“In my dream,” she answered, “it seemed that you came into the house bearing a sack, which you gave into my charge, saying that therein lay wealth and good fortune for us. And I would not believe this, for you said presently that to gain this the sack and all that was therein was to be thrown into the sea, which seemed foolishness. Whereon I cast it into a corner in anger, and thereout came pitiful cries and wailings. Then said I that it were ill to drown aught that had a voice as of a child, and so you bade me leave it. Then I seemed to sleep here; but presently in my dream I rose and looked on the sack again, and lo! round about it shone a great light, so that all the place was bright, and I was afraid. Then you came and opened the sack, and therein was a wondrous child, from whose mouth came a flame, as it were the shaft of a sunbeam, that stretched over all Denmark, and across the sea to England, whereby I knew that this child was one who should hereafter be king of both these lands. And on this I stared even as you woke me.”
Now Grim was silent, for this was passing strange, and moreover it fitted with his thought of who this child might be, since Hodulf. would make away with him thus secretly.

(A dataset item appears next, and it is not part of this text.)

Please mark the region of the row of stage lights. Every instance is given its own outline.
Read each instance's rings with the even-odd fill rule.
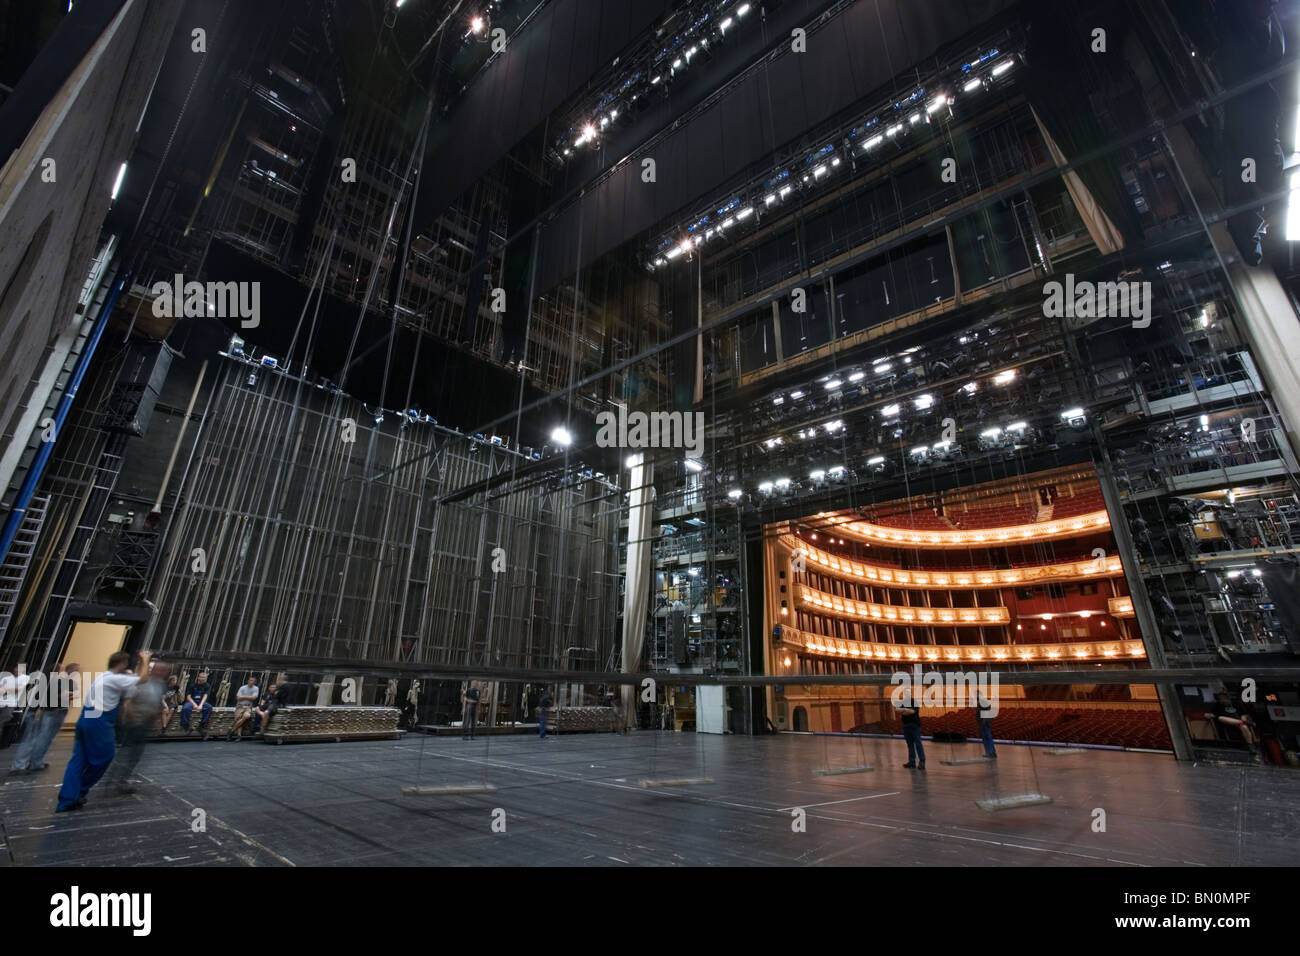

“What make you of the dream?” asked Leva, seeing that he pondered on it.
“It is in my mind that your dream will come true altogether, for already it has begun to do so,” he answered. “Rise and come into the hall, and I will show you somewhat.”
On that Leva made haste and dressed and came out, and there, lying as if in sleep before the fire, was the wondrous child of her dream, and the sack was under his head as he lay; and she was wont to say to those few who knew the story, that the kingliness of that child was plain to be seen, as had been the flame of which she had dreamed, so that all might know it, though the clothes that he wore were such as a churl might be ashamed of.
Then she cried out a little, but not loudly, and knelt by the child to see him the better; and whether he had come to himself before and had dropped asleep for very weariness, or out of his swoon had passed into sleep, I cannot say, but at her touch he stirred a little.
“What child is this? and how came he here?” she asked, wondering.
“Already your dream has told you truly how he came,” Grim answered, “but who he is I do not rightly know yet. Take him up and bathe him, wife; and if he is the one I think him, there will be a mark whereby we may know him.”
“How should he be marked? And why look you to find any sign thus?”
But Grim had turned down the rough shirt and bared the child’s neck and right shoulder, whereon were bruises that made Leva well-nigh weep as she saw them, for it was plain that he had been evilly treated for many days before this. But there on the white skin was the mark of the king’s line—–the red four-armed cross with bent ends which Gunnar and all his forebears had borne.